We have had the opportunity in numerous projects in which we have been asked to assist architects and school administrations to correct poor speech intelligibility in instructional spaces to measure acoustical environments in many schools. Spaces in which instruction takes place that have been measures include classrooms, auditoriums, gymnasiums, and media centers. We have found wide variation in the quality of the listening environment. In some schools, there are classrooms with excellent speech intelligibility on one floor and poor listening conditions on another. Some teachers must choose between being heard or switching the air-conditioning on and being comfortable. Background noise in some gymnasiums is so high that, even when unoccupied by a group of students it is difficult to understand what is being said.

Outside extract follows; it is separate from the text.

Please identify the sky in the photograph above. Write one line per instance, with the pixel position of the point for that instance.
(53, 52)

The common thread in all these poor environments is inattention to acoustical design of the ventilation and finishes in the learning spaces. Until school boards learn to ask the design team to demonstrate that the listening environment will be as adequate as the reading environment, we will continue to "teach in the dark."

The new ANSI Classroom Acoustics Standard gives the educational community and parents a basis on which to insist that children have the benefit of being able to hear and understand their teachers.